What is probably true is that we are not build for monogamy: both sexes would
prefer to "not put all their eggs into one basket" (women want to have kids
from multiple fathers, men want to have kids from multiple mothers). On the
other hand Nassim Taleb mentioned in "Black Swan" that by assigning one man to
one woman and vice versa, the church might have done a lot for peace - before
that system, there would have been more men without any mates at all,
resulting in jealousy and fighting.

------
Glyptodon
This was interesting, but I think there's another dimension to it. It's not
merely that ag created a property incentive to promote monogamy - there's also
a huge change in terms of shared experience and the creation of the idea of
class.

In a tribe there's very a much a shared culture with shared culture and shared
social bonds, while in the modern world there's an endless fractal of
subcultures and individualism. And the more educated you are, the smaller the
people here share enough of a permutation of culture to feel similar is.

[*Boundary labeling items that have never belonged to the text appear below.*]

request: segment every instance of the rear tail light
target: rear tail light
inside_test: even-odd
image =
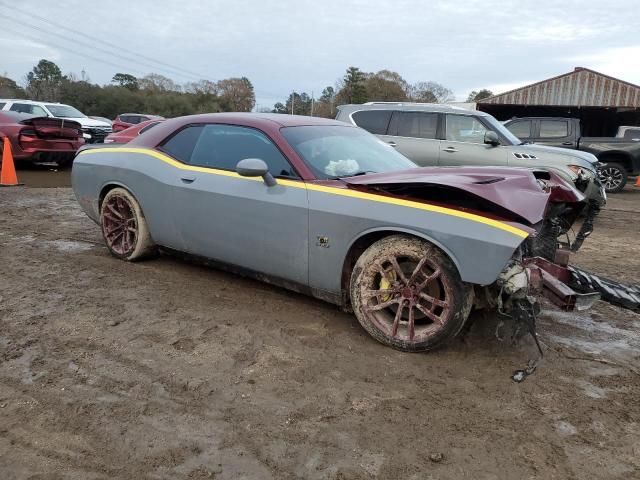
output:
[[[20,130],[20,134],[18,135],[18,143],[20,143],[21,147],[25,145],[28,146],[31,142],[37,141],[38,135],[35,130],[30,128],[25,128]]]

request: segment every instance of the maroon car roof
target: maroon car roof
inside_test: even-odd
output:
[[[246,127],[258,128],[268,134],[273,134],[281,127],[299,127],[303,125],[339,125],[349,127],[338,120],[319,117],[305,117],[302,115],[286,115],[281,113],[203,113],[187,115],[165,120],[161,125],[149,130],[143,136],[132,140],[131,145],[153,148],[174,131],[192,123],[229,123]],[[351,128],[355,128],[352,127]]]

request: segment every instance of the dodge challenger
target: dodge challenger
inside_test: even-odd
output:
[[[335,120],[169,119],[85,147],[73,189],[117,258],[183,253],[353,311],[377,340],[437,347],[472,308],[530,322],[536,297],[588,308],[558,280],[582,194],[544,170],[419,168]],[[534,318],[533,318],[534,319]]]

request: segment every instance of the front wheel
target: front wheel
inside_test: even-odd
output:
[[[598,175],[607,193],[618,193],[627,184],[627,169],[619,163],[607,163]]]
[[[462,329],[473,290],[434,245],[392,235],[360,256],[351,275],[351,303],[376,340],[398,350],[436,348]]]
[[[109,190],[100,207],[102,236],[114,257],[127,261],[153,256],[155,244],[135,197],[124,188]]]

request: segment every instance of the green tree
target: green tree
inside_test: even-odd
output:
[[[138,90],[138,79],[129,73],[116,73],[111,79],[111,83],[115,83],[120,87],[128,88],[129,90]]]
[[[349,67],[340,82],[336,95],[341,103],[364,103],[367,101],[366,75],[358,67]]]
[[[25,91],[15,80],[0,76],[0,98],[24,98]]]
[[[34,100],[57,102],[60,99],[60,87],[64,78],[58,65],[42,59],[27,73],[27,95]]]
[[[336,91],[333,87],[328,86],[322,90],[322,94],[313,106],[314,117],[334,118],[336,103]]]
[[[411,86],[409,98],[412,102],[446,103],[455,100],[453,92],[437,82],[418,82]]]
[[[138,85],[141,90],[147,90],[147,92],[179,92],[181,90],[180,85],[159,73],[145,75],[138,79]]]
[[[294,115],[311,115],[311,97],[305,93],[292,92],[283,105],[281,102],[273,106],[273,113],[293,113]]]
[[[493,92],[491,90],[487,90],[486,88],[477,92],[473,90],[467,97],[467,102],[479,102],[480,100],[484,100],[489,97],[493,97]]]
[[[227,111],[250,112],[256,104],[253,84],[247,77],[227,78],[216,84],[220,103]]]

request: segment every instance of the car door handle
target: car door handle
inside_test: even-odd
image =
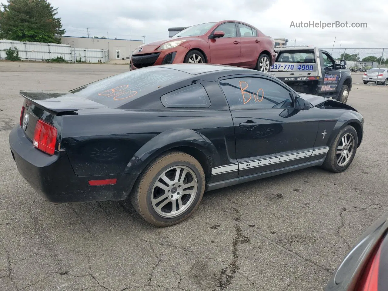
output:
[[[244,122],[242,123],[240,123],[239,125],[240,126],[240,128],[246,128],[248,130],[251,130],[256,126],[258,126],[259,124],[257,122],[251,122],[250,123]]]

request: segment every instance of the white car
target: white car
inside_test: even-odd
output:
[[[369,82],[382,84],[386,85],[388,83],[388,69],[384,68],[374,68],[371,69],[364,73],[362,76],[362,81],[364,84],[367,84]]]

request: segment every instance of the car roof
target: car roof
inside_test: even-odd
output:
[[[226,65],[217,65],[213,64],[172,64],[168,65],[160,65],[154,66],[154,68],[164,68],[180,71],[192,75],[215,72],[217,71],[237,71],[241,70],[251,70],[249,69],[234,67]]]

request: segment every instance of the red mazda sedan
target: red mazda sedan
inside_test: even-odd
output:
[[[143,45],[130,69],[182,63],[207,63],[267,72],[275,60],[275,41],[255,27],[234,20],[191,26],[167,40]]]

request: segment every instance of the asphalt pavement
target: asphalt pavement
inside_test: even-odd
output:
[[[19,91],[69,90],[128,69],[0,62],[0,290],[322,290],[387,211],[388,87],[364,85],[348,103],[364,116],[364,140],[343,173],[311,168],[208,192],[166,228],[126,201],[46,202],[9,150]]]

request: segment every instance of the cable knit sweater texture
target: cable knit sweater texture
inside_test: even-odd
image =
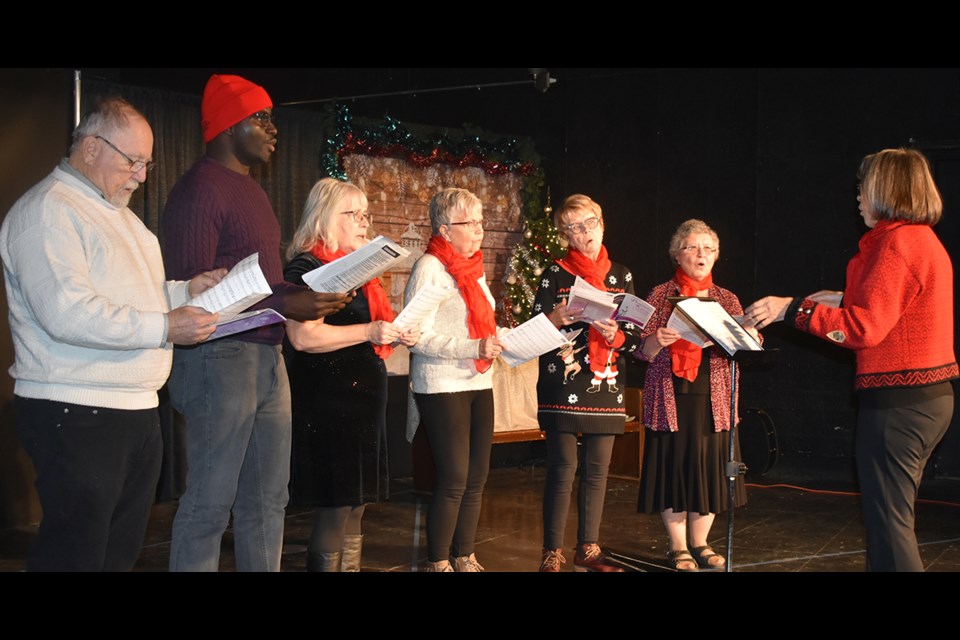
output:
[[[157,406],[172,363],[166,313],[188,293],[165,282],[159,243],[139,217],[58,167],[7,214],[0,254],[17,395]]]
[[[929,226],[878,222],[847,267],[842,308],[798,302],[788,322],[856,352],[857,390],[958,377],[953,266]]]
[[[283,293],[302,289],[284,282],[280,224],[263,188],[250,176],[201,158],[174,186],[163,212],[163,258],[167,273],[190,280],[213,269],[232,269],[259,252],[260,268],[274,295],[252,309],[284,312]],[[279,345],[283,325],[231,336]]]
[[[480,287],[494,306],[486,277]],[[421,326],[420,342],[411,349],[410,384],[414,393],[461,393],[493,389],[493,367],[479,373],[474,363],[479,340],[471,340],[467,328],[467,307],[457,284],[443,264],[432,255],[420,258],[407,282],[404,300],[409,302],[420,289],[437,285],[450,295],[427,317]]]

I think this somewhat explains why divorce rates are higher for the less
educated - having more in common it's easier for there to be widespread
understanding and shared culture, which in turn sets a lower bar (or creates a
higher probability) that people will be able to functionally bond with each
other.

Conversely, going to college narrows the pool of people who have enough shared
tribal characteristics to be a part of the comfort zone, and it increases even
further when people express their tendencies to want relationships with people
who share interests/traits/experiences/educational choices.

In a tribe every shared the same experiences. Likewise, nearly everyone shares
similar K-12 experiences. So within these cohorts there would naturally be a
high replacability, which should mean monogamy ought to become less valued.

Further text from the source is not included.